Страстное возмущение рабством, которым была полна неистовая книга Радищева, хранившаяся у него как святыня, стало постоянным его состоянием. Легче всего Мите было теперь в доме Воронихина. У него к Андрею Никифоровичу появилось чувство, похожее иа обожание, за то, что он был тоже рожден крепостным, немало претерпел унижений на своем пути, но все победил и стал таким могучим человеком. Благодарен был ему и за отношение к его горю как к своему собственному, чего не мог он ожидать от Карла Росси, при всей его дружбе.

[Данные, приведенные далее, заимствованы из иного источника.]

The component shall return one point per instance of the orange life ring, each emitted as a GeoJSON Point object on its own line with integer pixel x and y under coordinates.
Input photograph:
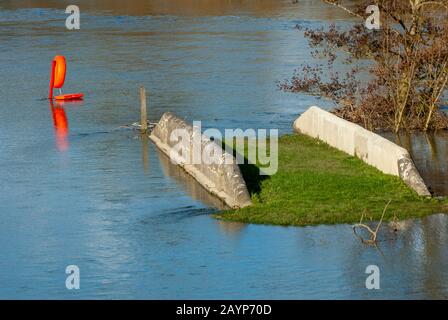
{"type": "Point", "coordinates": [59, 71]}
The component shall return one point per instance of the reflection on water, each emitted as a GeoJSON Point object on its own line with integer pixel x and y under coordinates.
{"type": "Point", "coordinates": [60, 123]}
{"type": "Point", "coordinates": [111, 203]}
{"type": "Point", "coordinates": [188, 183]}
{"type": "Point", "coordinates": [430, 154]}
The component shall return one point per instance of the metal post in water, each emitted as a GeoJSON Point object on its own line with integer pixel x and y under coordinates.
{"type": "Point", "coordinates": [143, 114]}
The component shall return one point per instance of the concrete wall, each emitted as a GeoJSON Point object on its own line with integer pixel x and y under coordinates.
{"type": "Point", "coordinates": [221, 179]}
{"type": "Point", "coordinates": [366, 145]}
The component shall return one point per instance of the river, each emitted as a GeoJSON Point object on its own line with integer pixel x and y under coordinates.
{"type": "Point", "coordinates": [96, 195]}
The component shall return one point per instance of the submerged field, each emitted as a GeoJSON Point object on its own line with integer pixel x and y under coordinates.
{"type": "Point", "coordinates": [317, 184]}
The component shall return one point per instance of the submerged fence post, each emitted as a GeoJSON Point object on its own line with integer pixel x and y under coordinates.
{"type": "Point", "coordinates": [143, 114]}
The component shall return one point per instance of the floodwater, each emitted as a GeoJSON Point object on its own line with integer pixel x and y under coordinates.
{"type": "Point", "coordinates": [430, 154]}
{"type": "Point", "coordinates": [79, 189]}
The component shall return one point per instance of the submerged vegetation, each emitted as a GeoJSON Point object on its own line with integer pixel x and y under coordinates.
{"type": "Point", "coordinates": [408, 65]}
{"type": "Point", "coordinates": [317, 184]}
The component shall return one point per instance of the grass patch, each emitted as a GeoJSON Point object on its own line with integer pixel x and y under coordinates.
{"type": "Point", "coordinates": [318, 184]}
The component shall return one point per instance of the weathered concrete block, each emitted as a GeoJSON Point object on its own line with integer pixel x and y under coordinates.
{"type": "Point", "coordinates": [223, 179]}
{"type": "Point", "coordinates": [364, 144]}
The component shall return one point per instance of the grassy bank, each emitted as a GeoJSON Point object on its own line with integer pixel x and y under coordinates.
{"type": "Point", "coordinates": [317, 184]}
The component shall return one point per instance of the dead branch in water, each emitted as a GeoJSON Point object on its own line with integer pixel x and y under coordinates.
{"type": "Point", "coordinates": [373, 234]}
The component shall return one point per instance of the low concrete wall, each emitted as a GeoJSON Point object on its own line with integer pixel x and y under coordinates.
{"type": "Point", "coordinates": [366, 145]}
{"type": "Point", "coordinates": [221, 179]}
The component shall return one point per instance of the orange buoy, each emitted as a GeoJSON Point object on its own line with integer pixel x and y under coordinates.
{"type": "Point", "coordinates": [57, 79]}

Родным стал Мите и смышленый мужичок-самокатчик, который с необыкновенным спокойствием и уверенностью в успехе мастерил свое мудреное орудие освобождения - удивлявший всех самокат. Чем ближе узнавал его Митя, тем сильней поражал его необыкновенно умными, насмешливыми суждениями прирожденного наблюдателя.

Сегодня Артамонов и Митя опять должны были обойти, как говорил Воронихин, "невольничьи рынки" в поисках подручного, хорошего слесаря, которого они всё еще не нашли. Прежде всего оба двинулись к Синему мосту на Мойке, где перед великолепным дворцом Чернышева кишел народ. На скате у самой реки было пестро от людей, закусывавших и отдыхавших в ожидании подходящего наемника.

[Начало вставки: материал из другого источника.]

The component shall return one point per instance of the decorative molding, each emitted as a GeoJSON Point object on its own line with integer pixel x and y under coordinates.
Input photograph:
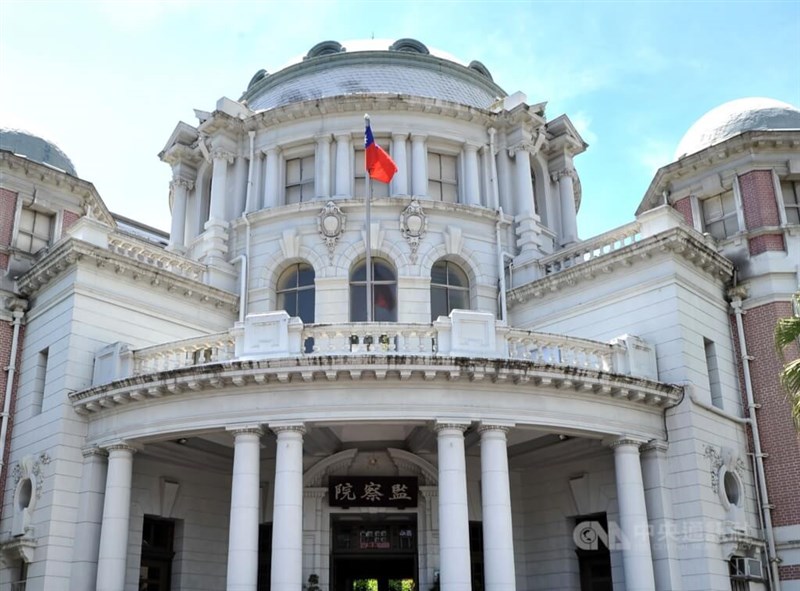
{"type": "Point", "coordinates": [241, 374]}
{"type": "Point", "coordinates": [331, 223]}
{"type": "Point", "coordinates": [413, 226]}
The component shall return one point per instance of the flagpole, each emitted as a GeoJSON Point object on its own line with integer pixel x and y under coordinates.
{"type": "Point", "coordinates": [368, 199]}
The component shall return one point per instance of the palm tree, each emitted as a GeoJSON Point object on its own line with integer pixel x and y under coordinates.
{"type": "Point", "coordinates": [787, 332]}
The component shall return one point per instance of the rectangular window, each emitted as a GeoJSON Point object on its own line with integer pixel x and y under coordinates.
{"type": "Point", "coordinates": [791, 201]}
{"type": "Point", "coordinates": [719, 215]}
{"type": "Point", "coordinates": [442, 177]}
{"type": "Point", "coordinates": [39, 380]}
{"type": "Point", "coordinates": [35, 230]}
{"type": "Point", "coordinates": [300, 179]}
{"type": "Point", "coordinates": [712, 365]}
{"type": "Point", "coordinates": [378, 189]}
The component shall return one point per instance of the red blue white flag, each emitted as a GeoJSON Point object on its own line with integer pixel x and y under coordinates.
{"type": "Point", "coordinates": [379, 164]}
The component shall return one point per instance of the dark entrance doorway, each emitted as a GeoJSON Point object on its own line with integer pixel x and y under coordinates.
{"type": "Point", "coordinates": [374, 552]}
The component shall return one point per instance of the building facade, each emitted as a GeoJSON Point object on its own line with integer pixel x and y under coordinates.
{"type": "Point", "coordinates": [520, 409]}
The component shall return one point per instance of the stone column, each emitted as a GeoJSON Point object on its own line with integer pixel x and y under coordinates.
{"type": "Point", "coordinates": [219, 184]}
{"type": "Point", "coordinates": [287, 520]}
{"type": "Point", "coordinates": [569, 217]}
{"type": "Point", "coordinates": [177, 232]}
{"type": "Point", "coordinates": [454, 562]}
{"type": "Point", "coordinates": [243, 531]}
{"type": "Point", "coordinates": [322, 172]}
{"type": "Point", "coordinates": [400, 180]}
{"type": "Point", "coordinates": [113, 553]}
{"type": "Point", "coordinates": [419, 166]}
{"type": "Point", "coordinates": [90, 518]}
{"type": "Point", "coordinates": [343, 175]}
{"type": "Point", "coordinates": [524, 202]}
{"type": "Point", "coordinates": [254, 189]}
{"type": "Point", "coordinates": [272, 176]}
{"type": "Point", "coordinates": [472, 190]}
{"type": "Point", "coordinates": [637, 561]}
{"type": "Point", "coordinates": [659, 512]}
{"type": "Point", "coordinates": [498, 534]}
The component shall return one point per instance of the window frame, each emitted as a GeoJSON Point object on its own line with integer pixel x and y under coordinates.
{"type": "Point", "coordinates": [448, 287]}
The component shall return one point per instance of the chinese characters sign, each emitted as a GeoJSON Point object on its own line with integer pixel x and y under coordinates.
{"type": "Point", "coordinates": [378, 491]}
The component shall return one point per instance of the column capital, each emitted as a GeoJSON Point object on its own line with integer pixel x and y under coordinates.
{"type": "Point", "coordinates": [182, 183]}
{"type": "Point", "coordinates": [94, 450]}
{"type": "Point", "coordinates": [625, 441]}
{"type": "Point", "coordinates": [279, 428]}
{"type": "Point", "coordinates": [503, 426]}
{"type": "Point", "coordinates": [240, 429]}
{"type": "Point", "coordinates": [450, 424]}
{"type": "Point", "coordinates": [654, 446]}
{"type": "Point", "coordinates": [564, 172]}
{"type": "Point", "coordinates": [220, 154]}
{"type": "Point", "coordinates": [120, 446]}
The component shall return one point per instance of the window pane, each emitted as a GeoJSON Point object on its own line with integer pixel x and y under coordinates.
{"type": "Point", "coordinates": [382, 271]}
{"type": "Point", "coordinates": [438, 302]}
{"type": "Point", "coordinates": [305, 275]}
{"type": "Point", "coordinates": [305, 305]}
{"type": "Point", "coordinates": [449, 193]}
{"type": "Point", "coordinates": [439, 273]}
{"type": "Point", "coordinates": [385, 299]}
{"type": "Point", "coordinates": [358, 303]}
{"type": "Point", "coordinates": [712, 208]}
{"type": "Point", "coordinates": [449, 168]}
{"type": "Point", "coordinates": [455, 276]}
{"type": "Point", "coordinates": [293, 171]}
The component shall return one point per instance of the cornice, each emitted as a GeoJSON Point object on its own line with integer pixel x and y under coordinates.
{"type": "Point", "coordinates": [304, 370]}
{"type": "Point", "coordinates": [677, 241]}
{"type": "Point", "coordinates": [36, 172]}
{"type": "Point", "coordinates": [756, 141]}
{"type": "Point", "coordinates": [70, 252]}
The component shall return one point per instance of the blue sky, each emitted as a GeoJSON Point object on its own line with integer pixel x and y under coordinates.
{"type": "Point", "coordinates": [107, 80]}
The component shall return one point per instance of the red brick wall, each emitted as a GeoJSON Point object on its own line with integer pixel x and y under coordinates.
{"type": "Point", "coordinates": [789, 573]}
{"type": "Point", "coordinates": [779, 438]}
{"type": "Point", "coordinates": [8, 207]}
{"type": "Point", "coordinates": [764, 243]}
{"type": "Point", "coordinates": [70, 217]}
{"type": "Point", "coordinates": [6, 335]}
{"type": "Point", "coordinates": [684, 207]}
{"type": "Point", "coordinates": [758, 199]}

Кое-кто после хмельной выпивки крепко спал просто на камнях. Эта площадь была главным местом купли-продажи, найма и обмена.

И кого только тут не было! Олонецкие пильщики с отливавшими синью, на совесть разведенными пилами чинно стояли целой артелью, как войско с особым видом оружия. Ярославские маляры, тороватые говорливые мужики в фартуках, сидели при своих ведрах с целым набором больших кистей; кисти малого размера они аккуратно засунули за свои голенища. Ямские кучера в синих суконных армяках, подпоясанные красными кушаками сразу под мышками, казавшиеся оттого великанами, степенно гуторили, выхваляя друг перед другом отличные стати жеребцов, прошедших через их руки, и богатых господ, которыми сейчас гордились, забыв, как те их драли на конюшне.

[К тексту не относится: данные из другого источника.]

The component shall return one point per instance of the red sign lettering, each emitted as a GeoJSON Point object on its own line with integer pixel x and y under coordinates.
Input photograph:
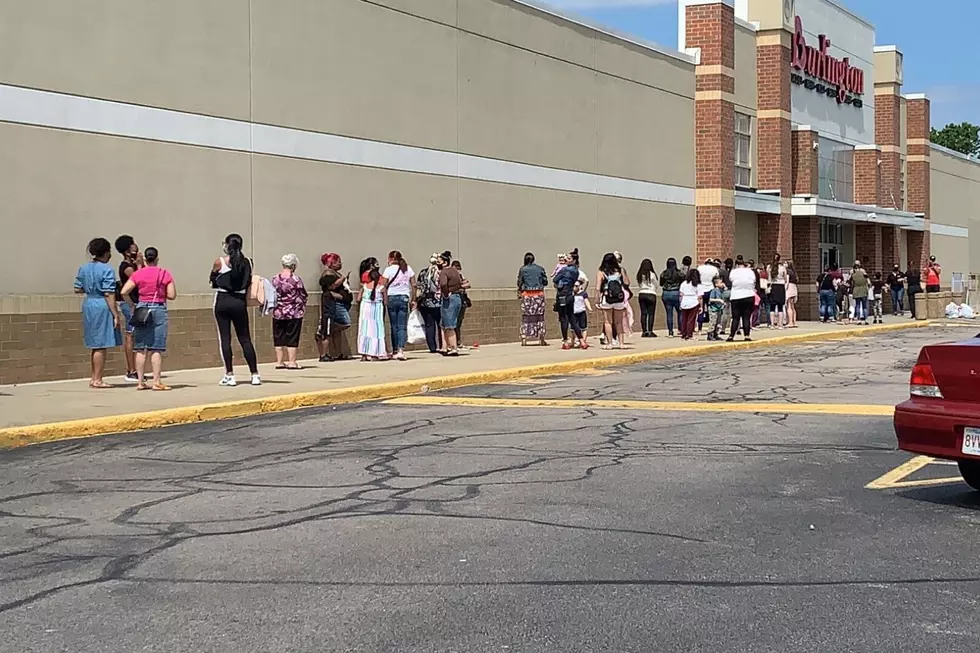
{"type": "Point", "coordinates": [817, 63]}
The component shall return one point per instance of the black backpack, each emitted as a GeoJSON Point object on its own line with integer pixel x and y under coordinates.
{"type": "Point", "coordinates": [614, 292]}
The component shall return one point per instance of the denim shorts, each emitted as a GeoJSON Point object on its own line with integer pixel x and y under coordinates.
{"type": "Point", "coordinates": [152, 337]}
{"type": "Point", "coordinates": [127, 313]}
{"type": "Point", "coordinates": [450, 311]}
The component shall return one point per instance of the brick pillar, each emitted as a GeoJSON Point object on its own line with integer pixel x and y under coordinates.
{"type": "Point", "coordinates": [806, 260]}
{"type": "Point", "coordinates": [775, 138]}
{"type": "Point", "coordinates": [889, 257]}
{"type": "Point", "coordinates": [805, 162]}
{"type": "Point", "coordinates": [867, 245]}
{"type": "Point", "coordinates": [917, 175]}
{"type": "Point", "coordinates": [711, 28]}
{"type": "Point", "coordinates": [888, 123]}
{"type": "Point", "coordinates": [890, 246]}
{"type": "Point", "coordinates": [867, 175]}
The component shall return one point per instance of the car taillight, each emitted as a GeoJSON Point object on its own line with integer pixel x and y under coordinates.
{"type": "Point", "coordinates": [923, 382]}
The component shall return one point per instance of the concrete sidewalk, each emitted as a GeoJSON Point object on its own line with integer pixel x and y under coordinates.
{"type": "Point", "coordinates": [63, 409]}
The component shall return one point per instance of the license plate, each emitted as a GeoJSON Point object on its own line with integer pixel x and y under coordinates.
{"type": "Point", "coordinates": [971, 441]}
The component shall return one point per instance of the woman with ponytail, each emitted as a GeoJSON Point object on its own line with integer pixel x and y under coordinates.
{"type": "Point", "coordinates": [371, 313]}
{"type": "Point", "coordinates": [399, 279]}
{"type": "Point", "coordinates": [231, 277]}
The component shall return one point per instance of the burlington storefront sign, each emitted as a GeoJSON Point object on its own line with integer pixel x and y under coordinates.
{"type": "Point", "coordinates": [825, 74]}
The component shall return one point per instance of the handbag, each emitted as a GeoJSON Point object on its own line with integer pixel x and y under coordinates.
{"type": "Point", "coordinates": [416, 328]}
{"type": "Point", "coordinates": [143, 315]}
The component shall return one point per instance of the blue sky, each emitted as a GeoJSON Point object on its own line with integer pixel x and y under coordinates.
{"type": "Point", "coordinates": [938, 37]}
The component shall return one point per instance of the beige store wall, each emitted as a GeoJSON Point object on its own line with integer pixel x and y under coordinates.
{"type": "Point", "coordinates": [509, 83]}
{"type": "Point", "coordinates": [955, 192]}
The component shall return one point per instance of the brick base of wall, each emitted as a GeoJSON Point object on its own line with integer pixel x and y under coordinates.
{"type": "Point", "coordinates": [48, 346]}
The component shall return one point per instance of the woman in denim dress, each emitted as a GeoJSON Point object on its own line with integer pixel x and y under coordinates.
{"type": "Point", "coordinates": [100, 314]}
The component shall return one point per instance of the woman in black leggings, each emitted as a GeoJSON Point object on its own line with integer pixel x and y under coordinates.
{"type": "Point", "coordinates": [743, 297]}
{"type": "Point", "coordinates": [231, 276]}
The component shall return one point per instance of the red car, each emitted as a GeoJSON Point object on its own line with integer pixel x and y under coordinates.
{"type": "Point", "coordinates": [942, 416]}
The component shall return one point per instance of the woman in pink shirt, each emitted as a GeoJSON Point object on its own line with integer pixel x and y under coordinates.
{"type": "Point", "coordinates": [156, 287]}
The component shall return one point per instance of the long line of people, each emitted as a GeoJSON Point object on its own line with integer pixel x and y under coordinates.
{"type": "Point", "coordinates": [131, 310]}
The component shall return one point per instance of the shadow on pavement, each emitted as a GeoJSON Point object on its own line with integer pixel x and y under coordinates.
{"type": "Point", "coordinates": [958, 495]}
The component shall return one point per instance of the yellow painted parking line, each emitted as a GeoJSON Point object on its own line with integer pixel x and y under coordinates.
{"type": "Point", "coordinates": [680, 406]}
{"type": "Point", "coordinates": [893, 479]}
{"type": "Point", "coordinates": [595, 372]}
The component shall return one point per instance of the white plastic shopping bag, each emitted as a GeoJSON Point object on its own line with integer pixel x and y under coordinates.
{"type": "Point", "coordinates": [416, 329]}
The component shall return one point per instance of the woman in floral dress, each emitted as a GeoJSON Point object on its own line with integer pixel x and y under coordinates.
{"type": "Point", "coordinates": [371, 315]}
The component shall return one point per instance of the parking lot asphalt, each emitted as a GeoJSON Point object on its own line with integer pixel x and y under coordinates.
{"type": "Point", "coordinates": [434, 528]}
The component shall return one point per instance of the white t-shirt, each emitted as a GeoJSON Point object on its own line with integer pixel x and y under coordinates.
{"type": "Point", "coordinates": [690, 297]}
{"type": "Point", "coordinates": [399, 283]}
{"type": "Point", "coordinates": [708, 273]}
{"type": "Point", "coordinates": [778, 275]}
{"type": "Point", "coordinates": [743, 283]}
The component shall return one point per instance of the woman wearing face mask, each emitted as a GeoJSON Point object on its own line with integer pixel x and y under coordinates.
{"type": "Point", "coordinates": [670, 283]}
{"type": "Point", "coordinates": [371, 313]}
{"type": "Point", "coordinates": [451, 285]}
{"type": "Point", "coordinates": [156, 287]}
{"type": "Point", "coordinates": [231, 277]}
{"type": "Point", "coordinates": [399, 280]}
{"type": "Point", "coordinates": [335, 302]}
{"type": "Point", "coordinates": [430, 304]}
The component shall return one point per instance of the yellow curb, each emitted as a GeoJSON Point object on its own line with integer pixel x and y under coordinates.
{"type": "Point", "coordinates": [19, 436]}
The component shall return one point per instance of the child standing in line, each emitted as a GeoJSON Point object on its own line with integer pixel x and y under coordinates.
{"type": "Point", "coordinates": [877, 294]}
{"type": "Point", "coordinates": [844, 301]}
{"type": "Point", "coordinates": [562, 263]}
{"type": "Point", "coordinates": [581, 309]}
{"type": "Point", "coordinates": [719, 301]}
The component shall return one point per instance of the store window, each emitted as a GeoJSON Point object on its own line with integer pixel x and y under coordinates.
{"type": "Point", "coordinates": [901, 200]}
{"type": "Point", "coordinates": [743, 150]}
{"type": "Point", "coordinates": [831, 243]}
{"type": "Point", "coordinates": [836, 170]}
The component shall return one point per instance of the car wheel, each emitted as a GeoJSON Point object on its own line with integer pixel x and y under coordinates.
{"type": "Point", "coordinates": [970, 470]}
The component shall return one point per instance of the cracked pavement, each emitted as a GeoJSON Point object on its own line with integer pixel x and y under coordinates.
{"type": "Point", "coordinates": [433, 529]}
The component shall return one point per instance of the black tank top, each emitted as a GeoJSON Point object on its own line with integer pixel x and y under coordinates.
{"type": "Point", "coordinates": [123, 278]}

Ямские эти как бы держались без помощи ног - на одних лишь туго простеганных ватных армяках, доходящих до земли. И так велика была их важность от привычки надменно покрикивать на пешеходов с высоких козел, что и сейчас ни один не удостаивал разговором сновавшую вокруг мелкоту вроде садовника с лейкой и мальчишек-парикмахеров, взаимно завивших друг другу головы бараном, чтобы нанимателю стало наглядным их высокое искусство.

Только появление дородной кормилицы, в расшитом кокошнике, богатых бусах и лентах привлекло внимание извозчиков. Все они на нее обернулись, а один даже выкрикнул одобрительную оценку ее дородству:

- Король-баба!

Но кормилица, сопровождаемая строгой женщиной в темном, которая оказалась свекровью, только тихо плакала и просила старуху:

- Уж вы, матушка, бога ради, моему Ванюшке молочко-то водой не разводите! Вы ему целенькое...

- Сыт будет, не твой первый на рожке выпоен, - ворчала старуха, а ты смотри, не больно-то реви. Хорошие господа уважают мамок приятных, да чтобы к родному своему дитю не тянулась...

Лакей, прогнанный за беспробудное пьянство, прихорашиваясь и глядясь в карманное зеркальце, сказал:

- Хорошие господа завсегда имеют в себе бесчувственность. Они этого не потерпят - чтобы убиваться. Им которая из ваших сестер поумней обязательно соврет, что ребенок ее помер, хотя б он и жил.

- Ванюшка чтоб помер! - завопила мамка и, грозно наступая на лакея, ко всеобщей радости осыпала его отборнейшей бранью.